To date, neither the Panamanian government nor Washington has given details of the destruction of the projectiles on grounds of security.
Juan Méndez, a former Panamanian Foreign Ministry official (1999-2003) linked to the OPCW's visit to Panama in 2002, told AFP that he was recently in San José, where he saw a large US military contingent.
"As far as I know there were 90 units of unexploded ordnance experts, six helicopters, and a large supply ship. It was a huge team, an outrage," Mendez said.
"The problem is that they are going to eliminate eight bombs without having made an exhaustive study of the whole island to see if there are any artifacts that remain there and that seems irresponsible to me on all sides," Mendez said.

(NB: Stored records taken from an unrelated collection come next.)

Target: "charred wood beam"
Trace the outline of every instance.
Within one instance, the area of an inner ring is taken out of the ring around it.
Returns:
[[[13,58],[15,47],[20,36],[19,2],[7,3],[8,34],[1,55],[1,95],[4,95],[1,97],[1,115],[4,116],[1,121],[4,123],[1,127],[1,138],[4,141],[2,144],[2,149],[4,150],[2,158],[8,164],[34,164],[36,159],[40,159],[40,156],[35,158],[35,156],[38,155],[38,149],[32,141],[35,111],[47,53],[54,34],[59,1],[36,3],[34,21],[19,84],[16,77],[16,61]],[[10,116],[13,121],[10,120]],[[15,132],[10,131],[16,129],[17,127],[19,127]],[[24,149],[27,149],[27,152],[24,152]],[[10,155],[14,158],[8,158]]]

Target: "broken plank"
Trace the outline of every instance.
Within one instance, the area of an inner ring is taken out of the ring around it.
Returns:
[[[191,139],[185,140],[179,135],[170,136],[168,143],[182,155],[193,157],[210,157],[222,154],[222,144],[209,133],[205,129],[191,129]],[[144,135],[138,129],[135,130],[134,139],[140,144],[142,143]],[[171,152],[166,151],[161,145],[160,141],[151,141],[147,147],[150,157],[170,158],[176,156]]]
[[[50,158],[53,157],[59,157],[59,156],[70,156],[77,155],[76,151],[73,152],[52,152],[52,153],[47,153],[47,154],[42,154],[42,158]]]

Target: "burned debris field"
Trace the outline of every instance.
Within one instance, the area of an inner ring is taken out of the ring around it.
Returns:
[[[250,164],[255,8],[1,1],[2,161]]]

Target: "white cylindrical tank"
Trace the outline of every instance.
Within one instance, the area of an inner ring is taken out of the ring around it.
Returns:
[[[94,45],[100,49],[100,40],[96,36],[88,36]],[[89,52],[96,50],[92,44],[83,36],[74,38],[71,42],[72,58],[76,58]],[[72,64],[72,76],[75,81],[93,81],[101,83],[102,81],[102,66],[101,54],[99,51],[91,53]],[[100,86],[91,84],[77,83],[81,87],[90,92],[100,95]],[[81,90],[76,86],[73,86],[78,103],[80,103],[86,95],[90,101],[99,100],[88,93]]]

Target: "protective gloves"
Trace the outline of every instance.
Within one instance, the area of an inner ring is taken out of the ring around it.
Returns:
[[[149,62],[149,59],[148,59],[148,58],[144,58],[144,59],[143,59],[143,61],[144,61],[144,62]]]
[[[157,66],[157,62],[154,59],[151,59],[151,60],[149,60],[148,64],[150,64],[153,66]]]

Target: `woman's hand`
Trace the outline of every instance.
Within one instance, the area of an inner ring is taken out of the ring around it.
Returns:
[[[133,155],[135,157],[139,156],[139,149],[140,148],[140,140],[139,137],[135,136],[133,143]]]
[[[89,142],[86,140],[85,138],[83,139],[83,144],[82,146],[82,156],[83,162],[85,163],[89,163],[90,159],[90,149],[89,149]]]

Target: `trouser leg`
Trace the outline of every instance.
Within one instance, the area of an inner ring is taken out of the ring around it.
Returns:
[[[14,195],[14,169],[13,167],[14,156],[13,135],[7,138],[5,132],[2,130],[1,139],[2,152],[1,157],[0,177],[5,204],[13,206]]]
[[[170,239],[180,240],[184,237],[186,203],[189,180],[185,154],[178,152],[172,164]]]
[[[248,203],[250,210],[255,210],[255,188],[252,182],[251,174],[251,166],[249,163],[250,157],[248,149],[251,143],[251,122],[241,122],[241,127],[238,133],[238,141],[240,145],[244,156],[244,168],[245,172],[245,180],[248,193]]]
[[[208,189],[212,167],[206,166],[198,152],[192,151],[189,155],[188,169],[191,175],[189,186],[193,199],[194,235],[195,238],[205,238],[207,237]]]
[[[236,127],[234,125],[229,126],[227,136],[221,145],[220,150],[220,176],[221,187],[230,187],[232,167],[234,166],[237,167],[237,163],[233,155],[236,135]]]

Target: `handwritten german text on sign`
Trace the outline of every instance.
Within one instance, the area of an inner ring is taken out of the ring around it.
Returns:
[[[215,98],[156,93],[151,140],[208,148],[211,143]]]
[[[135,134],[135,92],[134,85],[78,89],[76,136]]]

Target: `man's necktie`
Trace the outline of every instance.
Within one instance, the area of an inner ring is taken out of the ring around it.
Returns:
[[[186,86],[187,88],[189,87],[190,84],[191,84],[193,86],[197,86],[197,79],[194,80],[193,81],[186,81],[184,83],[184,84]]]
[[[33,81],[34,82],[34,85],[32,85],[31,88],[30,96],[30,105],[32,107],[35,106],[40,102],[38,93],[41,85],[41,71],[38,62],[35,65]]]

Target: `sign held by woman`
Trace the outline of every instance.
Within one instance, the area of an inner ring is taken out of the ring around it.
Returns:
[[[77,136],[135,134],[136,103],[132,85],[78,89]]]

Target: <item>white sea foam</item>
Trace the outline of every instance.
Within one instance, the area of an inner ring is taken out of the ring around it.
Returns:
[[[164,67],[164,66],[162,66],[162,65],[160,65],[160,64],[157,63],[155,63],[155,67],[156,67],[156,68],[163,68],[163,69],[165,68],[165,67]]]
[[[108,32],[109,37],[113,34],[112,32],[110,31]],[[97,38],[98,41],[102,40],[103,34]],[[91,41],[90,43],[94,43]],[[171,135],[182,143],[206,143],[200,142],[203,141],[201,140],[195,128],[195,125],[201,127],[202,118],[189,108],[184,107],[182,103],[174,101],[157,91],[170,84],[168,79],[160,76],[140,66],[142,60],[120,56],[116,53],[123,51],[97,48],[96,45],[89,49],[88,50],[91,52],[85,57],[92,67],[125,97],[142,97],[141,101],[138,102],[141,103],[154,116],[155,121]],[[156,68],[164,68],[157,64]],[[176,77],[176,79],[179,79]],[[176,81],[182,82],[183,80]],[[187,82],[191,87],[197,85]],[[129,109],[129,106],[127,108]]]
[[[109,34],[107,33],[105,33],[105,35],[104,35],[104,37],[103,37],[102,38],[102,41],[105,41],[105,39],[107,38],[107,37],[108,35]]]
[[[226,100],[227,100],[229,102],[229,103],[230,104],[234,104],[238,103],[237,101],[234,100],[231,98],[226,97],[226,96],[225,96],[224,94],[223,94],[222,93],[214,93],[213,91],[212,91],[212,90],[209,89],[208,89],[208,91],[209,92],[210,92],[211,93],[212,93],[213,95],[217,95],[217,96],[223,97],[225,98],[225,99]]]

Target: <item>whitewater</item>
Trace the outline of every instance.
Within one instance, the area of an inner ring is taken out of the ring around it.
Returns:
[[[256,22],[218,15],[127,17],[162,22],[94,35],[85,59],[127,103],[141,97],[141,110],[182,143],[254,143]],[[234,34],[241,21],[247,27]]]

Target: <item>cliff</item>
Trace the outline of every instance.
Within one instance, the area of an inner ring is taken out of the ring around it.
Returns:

The elimination of this chemical weaponry has been the subject of constant discussions between the two countries, which had already agreed on cleanup for 2013 and 2014 but was not implemented.
"I do not know what the specific reason the United States has agreed to clean up at this time," Carlos Guevara Mann, director of the Master's Degree in International Relations at Florida State University's Panamanian headquarters, told AFP. "What I can say is that under International Law, it has an obligation to destroy all the chemical weapons it has abandoned."
The United States maintained military bases and an area of its own jurisdiction in Panama from the time of building and inaugurating the Canal in 1914 until giving back the canal on December 31, 1999.